Q. - Kevin... what do you plan to do in the short term?
A. - Wet sand!
No other questions...? It really isn't that bad. Wet sanding is taking off the paint pretty quickly. Both nacelles are about complete and ready for new paint. I think they are harder to work with than the flying surfaces and fuselage, but time will tell. I'd like to be ready for paint by Thanksgiving. In the "other news" department, I ordered a set of Robart 551RS gear today. The 85 degree angle will look much better. I'll also be ordering a pair of BVM Rafale wheels (main) as well. Just to keep me interested in moving forward. I think I mentioned this earlier but while I'm sanding things down I'm also filling in some... imperfections. This will be nice when I'm all done.November 1
Very little to update on right now. I've ordered the new 85 degree retracts from robart (mentioned above) and just received word that they are shipping now (is that slow???).

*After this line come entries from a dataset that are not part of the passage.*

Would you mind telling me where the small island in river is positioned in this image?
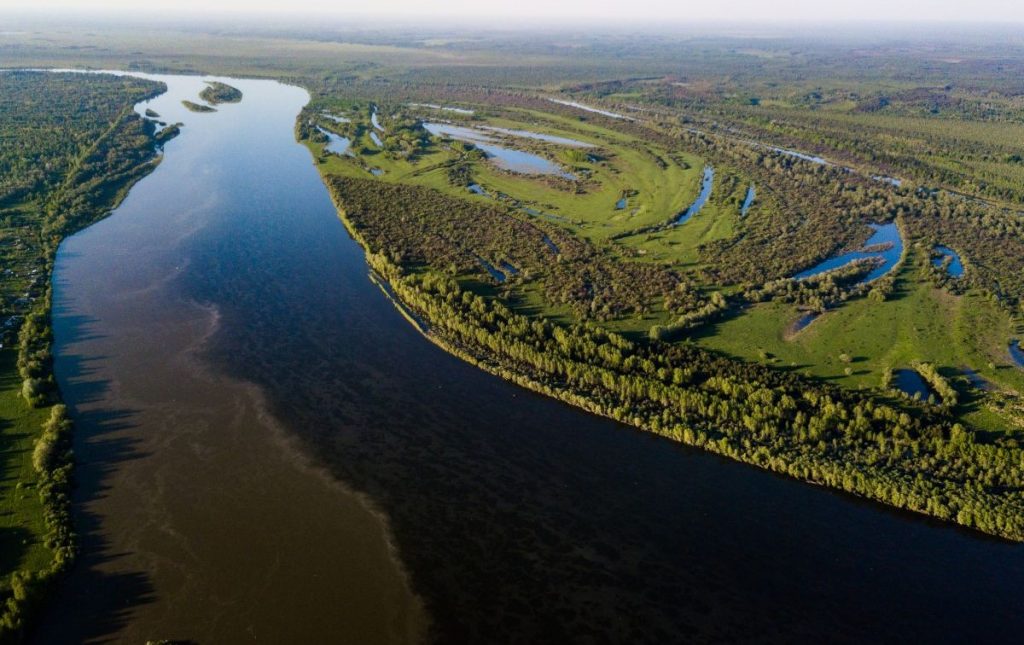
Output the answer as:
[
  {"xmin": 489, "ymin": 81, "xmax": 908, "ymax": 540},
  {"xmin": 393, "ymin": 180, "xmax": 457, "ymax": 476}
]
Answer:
[{"xmin": 199, "ymin": 81, "xmax": 242, "ymax": 105}]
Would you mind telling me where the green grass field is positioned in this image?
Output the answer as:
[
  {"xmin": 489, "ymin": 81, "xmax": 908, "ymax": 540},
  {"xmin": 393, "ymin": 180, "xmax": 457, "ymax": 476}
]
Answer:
[
  {"xmin": 310, "ymin": 98, "xmax": 1024, "ymax": 440},
  {"xmin": 691, "ymin": 251, "xmax": 1024, "ymax": 430},
  {"xmin": 0, "ymin": 349, "xmax": 53, "ymax": 578}
]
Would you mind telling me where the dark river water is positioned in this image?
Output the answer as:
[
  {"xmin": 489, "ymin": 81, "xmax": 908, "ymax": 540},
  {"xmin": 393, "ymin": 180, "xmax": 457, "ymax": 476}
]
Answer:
[{"xmin": 37, "ymin": 77, "xmax": 1024, "ymax": 643}]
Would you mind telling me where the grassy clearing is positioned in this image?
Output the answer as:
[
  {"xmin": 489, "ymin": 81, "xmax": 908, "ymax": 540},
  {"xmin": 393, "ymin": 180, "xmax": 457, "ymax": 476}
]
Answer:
[
  {"xmin": 313, "ymin": 105, "xmax": 720, "ymax": 249},
  {"xmin": 0, "ymin": 349, "xmax": 53, "ymax": 578},
  {"xmin": 691, "ymin": 251, "xmax": 1024, "ymax": 430}
]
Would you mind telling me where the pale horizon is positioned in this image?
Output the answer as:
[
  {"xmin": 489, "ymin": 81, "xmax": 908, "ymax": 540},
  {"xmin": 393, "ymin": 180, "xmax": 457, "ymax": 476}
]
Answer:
[{"xmin": 6, "ymin": 0, "xmax": 1024, "ymax": 26}]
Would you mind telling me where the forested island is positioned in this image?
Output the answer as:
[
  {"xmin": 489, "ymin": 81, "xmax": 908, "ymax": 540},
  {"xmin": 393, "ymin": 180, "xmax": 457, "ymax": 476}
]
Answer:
[
  {"xmin": 290, "ymin": 49, "xmax": 1024, "ymax": 541},
  {"xmin": 199, "ymin": 81, "xmax": 242, "ymax": 105},
  {"xmin": 0, "ymin": 18, "xmax": 1024, "ymax": 636},
  {"xmin": 181, "ymin": 99, "xmax": 217, "ymax": 113},
  {"xmin": 0, "ymin": 72, "xmax": 177, "ymax": 642}
]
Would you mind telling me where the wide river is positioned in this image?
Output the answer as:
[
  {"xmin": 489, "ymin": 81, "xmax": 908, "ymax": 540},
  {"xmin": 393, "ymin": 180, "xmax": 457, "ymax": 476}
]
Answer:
[{"xmin": 37, "ymin": 77, "xmax": 1024, "ymax": 644}]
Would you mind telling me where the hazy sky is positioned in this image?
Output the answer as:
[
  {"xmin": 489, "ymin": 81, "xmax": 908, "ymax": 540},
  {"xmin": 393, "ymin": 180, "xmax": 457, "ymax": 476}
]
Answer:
[{"xmin": 8, "ymin": 0, "xmax": 1024, "ymax": 25}]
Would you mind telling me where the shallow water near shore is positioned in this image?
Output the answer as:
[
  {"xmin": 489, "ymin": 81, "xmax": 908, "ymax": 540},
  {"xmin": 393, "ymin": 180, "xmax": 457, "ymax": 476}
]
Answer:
[{"xmin": 37, "ymin": 72, "xmax": 1024, "ymax": 643}]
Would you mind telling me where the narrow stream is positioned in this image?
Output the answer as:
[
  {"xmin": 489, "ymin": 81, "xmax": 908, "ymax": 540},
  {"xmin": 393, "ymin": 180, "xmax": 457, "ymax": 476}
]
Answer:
[{"xmin": 36, "ymin": 72, "xmax": 1024, "ymax": 644}]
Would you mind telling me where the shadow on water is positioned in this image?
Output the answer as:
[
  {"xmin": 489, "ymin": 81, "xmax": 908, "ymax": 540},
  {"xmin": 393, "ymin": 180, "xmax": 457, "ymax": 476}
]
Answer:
[
  {"xmin": 32, "ymin": 401, "xmax": 156, "ymax": 643},
  {"xmin": 32, "ymin": 296, "xmax": 156, "ymax": 643}
]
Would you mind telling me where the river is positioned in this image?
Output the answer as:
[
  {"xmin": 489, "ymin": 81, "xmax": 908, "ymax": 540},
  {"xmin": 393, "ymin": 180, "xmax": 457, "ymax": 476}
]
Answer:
[{"xmin": 36, "ymin": 72, "xmax": 1024, "ymax": 643}]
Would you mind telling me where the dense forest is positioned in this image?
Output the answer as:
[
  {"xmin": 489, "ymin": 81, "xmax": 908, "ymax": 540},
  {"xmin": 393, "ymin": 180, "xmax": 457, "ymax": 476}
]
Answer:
[
  {"xmin": 330, "ymin": 179, "xmax": 1024, "ymax": 540},
  {"xmin": 0, "ymin": 72, "xmax": 167, "ymax": 642},
  {"xmin": 199, "ymin": 81, "xmax": 242, "ymax": 105}
]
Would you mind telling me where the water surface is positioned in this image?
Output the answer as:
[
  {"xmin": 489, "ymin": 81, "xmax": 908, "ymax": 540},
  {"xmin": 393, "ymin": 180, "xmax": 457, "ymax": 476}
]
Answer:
[
  {"xmin": 893, "ymin": 369, "xmax": 932, "ymax": 401},
  {"xmin": 480, "ymin": 126, "xmax": 594, "ymax": 147},
  {"xmin": 316, "ymin": 126, "xmax": 352, "ymax": 156},
  {"xmin": 548, "ymin": 98, "xmax": 635, "ymax": 121},
  {"xmin": 37, "ymin": 76, "xmax": 425, "ymax": 643},
  {"xmin": 423, "ymin": 123, "xmax": 575, "ymax": 179},
  {"xmin": 673, "ymin": 166, "xmax": 715, "ymax": 226},
  {"xmin": 37, "ymin": 69, "xmax": 1024, "ymax": 644},
  {"xmin": 739, "ymin": 183, "xmax": 757, "ymax": 217},
  {"xmin": 793, "ymin": 223, "xmax": 903, "ymax": 284}
]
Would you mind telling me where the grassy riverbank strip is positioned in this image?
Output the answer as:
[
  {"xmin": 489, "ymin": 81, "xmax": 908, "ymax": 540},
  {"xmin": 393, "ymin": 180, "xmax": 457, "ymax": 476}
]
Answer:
[
  {"xmin": 326, "ymin": 177, "xmax": 1024, "ymax": 541},
  {"xmin": 0, "ymin": 73, "xmax": 178, "ymax": 643}
]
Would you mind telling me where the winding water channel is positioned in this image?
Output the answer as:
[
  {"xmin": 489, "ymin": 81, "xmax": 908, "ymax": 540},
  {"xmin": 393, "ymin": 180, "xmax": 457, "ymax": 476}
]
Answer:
[{"xmin": 36, "ymin": 77, "xmax": 1024, "ymax": 643}]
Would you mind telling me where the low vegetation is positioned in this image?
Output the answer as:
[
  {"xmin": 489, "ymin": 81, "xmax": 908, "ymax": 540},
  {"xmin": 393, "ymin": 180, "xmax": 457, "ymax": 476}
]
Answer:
[
  {"xmin": 198, "ymin": 81, "xmax": 242, "ymax": 105},
  {"xmin": 0, "ymin": 72, "xmax": 167, "ymax": 642}
]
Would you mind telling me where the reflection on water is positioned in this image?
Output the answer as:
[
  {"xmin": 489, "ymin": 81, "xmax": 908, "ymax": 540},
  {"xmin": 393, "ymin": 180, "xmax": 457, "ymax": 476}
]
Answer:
[
  {"xmin": 39, "ymin": 70, "xmax": 1024, "ymax": 643},
  {"xmin": 793, "ymin": 223, "xmax": 903, "ymax": 284},
  {"xmin": 316, "ymin": 126, "xmax": 352, "ymax": 156},
  {"xmin": 893, "ymin": 370, "xmax": 931, "ymax": 401},
  {"xmin": 673, "ymin": 166, "xmax": 715, "ymax": 226},
  {"xmin": 739, "ymin": 183, "xmax": 757, "ymax": 217},
  {"xmin": 932, "ymin": 246, "xmax": 964, "ymax": 277},
  {"xmin": 548, "ymin": 98, "xmax": 635, "ymax": 121},
  {"xmin": 43, "ymin": 70, "xmax": 425, "ymax": 643},
  {"xmin": 423, "ymin": 123, "xmax": 575, "ymax": 179}
]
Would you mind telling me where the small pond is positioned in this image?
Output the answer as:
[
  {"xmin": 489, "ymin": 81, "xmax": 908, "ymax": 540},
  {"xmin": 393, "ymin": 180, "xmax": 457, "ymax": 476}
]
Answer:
[
  {"xmin": 673, "ymin": 166, "xmax": 715, "ymax": 226},
  {"xmin": 739, "ymin": 183, "xmax": 757, "ymax": 217},
  {"xmin": 316, "ymin": 126, "xmax": 352, "ymax": 156},
  {"xmin": 423, "ymin": 123, "xmax": 577, "ymax": 179},
  {"xmin": 793, "ymin": 223, "xmax": 903, "ymax": 284},
  {"xmin": 893, "ymin": 370, "xmax": 932, "ymax": 401}
]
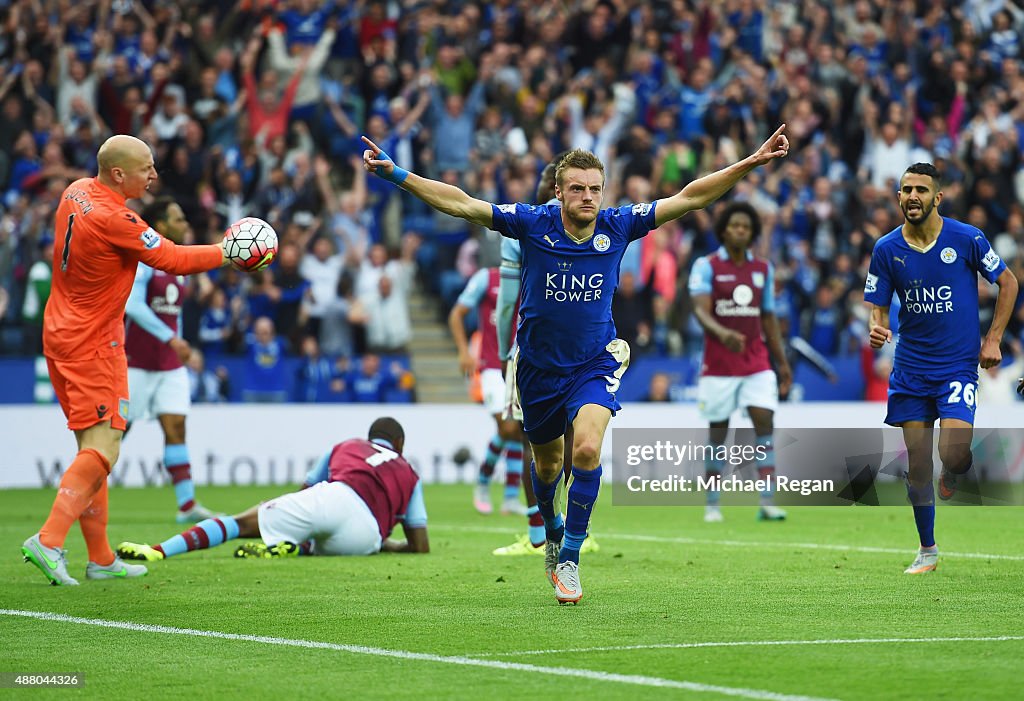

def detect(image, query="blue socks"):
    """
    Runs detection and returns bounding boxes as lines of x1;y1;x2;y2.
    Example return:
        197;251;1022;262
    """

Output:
155;516;239;558
558;465;603;564
529;463;565;542
906;481;935;547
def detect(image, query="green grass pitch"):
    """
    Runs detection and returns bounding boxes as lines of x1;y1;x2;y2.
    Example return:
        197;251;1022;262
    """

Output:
0;485;1024;700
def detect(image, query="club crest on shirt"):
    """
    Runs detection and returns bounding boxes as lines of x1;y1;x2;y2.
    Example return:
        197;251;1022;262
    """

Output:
732;284;754;307
981;249;1001;272
138;228;161;250
864;273;879;294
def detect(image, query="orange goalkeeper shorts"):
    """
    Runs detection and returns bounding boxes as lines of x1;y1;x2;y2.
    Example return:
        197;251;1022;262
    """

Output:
46;353;128;431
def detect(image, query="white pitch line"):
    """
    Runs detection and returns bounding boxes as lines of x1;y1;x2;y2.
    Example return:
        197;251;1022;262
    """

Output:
477;636;1024;657
446;524;1024;562
0;609;830;701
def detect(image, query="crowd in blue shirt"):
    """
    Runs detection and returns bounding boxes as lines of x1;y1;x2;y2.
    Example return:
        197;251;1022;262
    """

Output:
0;0;1024;396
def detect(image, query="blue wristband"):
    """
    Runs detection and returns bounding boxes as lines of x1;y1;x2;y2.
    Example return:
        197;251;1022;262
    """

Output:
377;151;409;185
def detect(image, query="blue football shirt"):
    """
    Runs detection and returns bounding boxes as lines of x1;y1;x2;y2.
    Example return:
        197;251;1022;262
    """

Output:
864;217;1007;376
492;203;654;374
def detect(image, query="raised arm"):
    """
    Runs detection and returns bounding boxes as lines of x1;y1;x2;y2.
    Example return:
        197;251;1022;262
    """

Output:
654;124;790;226
362;136;493;228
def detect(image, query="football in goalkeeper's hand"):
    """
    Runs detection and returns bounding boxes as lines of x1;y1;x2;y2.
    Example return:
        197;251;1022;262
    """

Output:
224;217;278;272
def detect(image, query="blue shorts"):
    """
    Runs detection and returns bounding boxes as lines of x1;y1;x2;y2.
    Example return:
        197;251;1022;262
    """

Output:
516;339;630;445
886;369;978;426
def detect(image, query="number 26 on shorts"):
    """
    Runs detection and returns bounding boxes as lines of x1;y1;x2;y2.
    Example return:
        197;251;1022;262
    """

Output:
946;381;975;406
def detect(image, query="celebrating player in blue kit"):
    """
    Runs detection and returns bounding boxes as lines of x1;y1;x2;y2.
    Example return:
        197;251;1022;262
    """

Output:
362;125;790;604
864;163;1018;574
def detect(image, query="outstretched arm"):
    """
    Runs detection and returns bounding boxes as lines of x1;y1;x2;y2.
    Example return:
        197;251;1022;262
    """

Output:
362;136;493;228
654;124;790;226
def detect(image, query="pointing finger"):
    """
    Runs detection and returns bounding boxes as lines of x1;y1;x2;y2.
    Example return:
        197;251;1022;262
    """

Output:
359;136;381;156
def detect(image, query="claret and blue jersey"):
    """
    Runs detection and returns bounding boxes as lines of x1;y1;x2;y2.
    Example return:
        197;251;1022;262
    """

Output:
492;204;654;373
864;217;1007;376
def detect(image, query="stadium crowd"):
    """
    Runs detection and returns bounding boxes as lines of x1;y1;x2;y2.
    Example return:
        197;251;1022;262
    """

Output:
0;0;1024;400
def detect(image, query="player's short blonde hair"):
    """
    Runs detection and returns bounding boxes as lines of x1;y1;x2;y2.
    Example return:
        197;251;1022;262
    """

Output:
555;148;604;187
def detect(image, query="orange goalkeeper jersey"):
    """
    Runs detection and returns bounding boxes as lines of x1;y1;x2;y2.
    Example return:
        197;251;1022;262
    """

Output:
43;178;221;360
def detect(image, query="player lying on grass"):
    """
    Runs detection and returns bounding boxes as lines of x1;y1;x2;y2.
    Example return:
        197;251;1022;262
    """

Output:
118;418;430;562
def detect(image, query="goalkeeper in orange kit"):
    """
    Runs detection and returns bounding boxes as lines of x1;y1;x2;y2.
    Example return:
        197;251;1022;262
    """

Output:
22;135;268;584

On the same day I placed the order to robart, I also placed an order to BVM for a set of Rafale wheels. I received the wheels in less than a week. If you remember, I already had a BVM T33 nose wheel on the 262, so I was expecting something nice from them and they didn't disappoint. The main wheels are a bit heavy, but I can deal with a little more weight, based on how nice it flew. I'll have to get a bushing to get them to fit the axle, but they look much better already!November 8
My order from Robart arrived (85degree main gear). I've also stripped all the gear (LG, servos, wiring harness, ESC, ... everything) from the wing and started wet sanding that. That will go much faster than the nacelles. I'm also tossing all the existing airlines from the gear. In the past I'd probably reuse it, but I've got plenty and it's just not worth the risk of having the gear fail. Anything questionable gets replaced!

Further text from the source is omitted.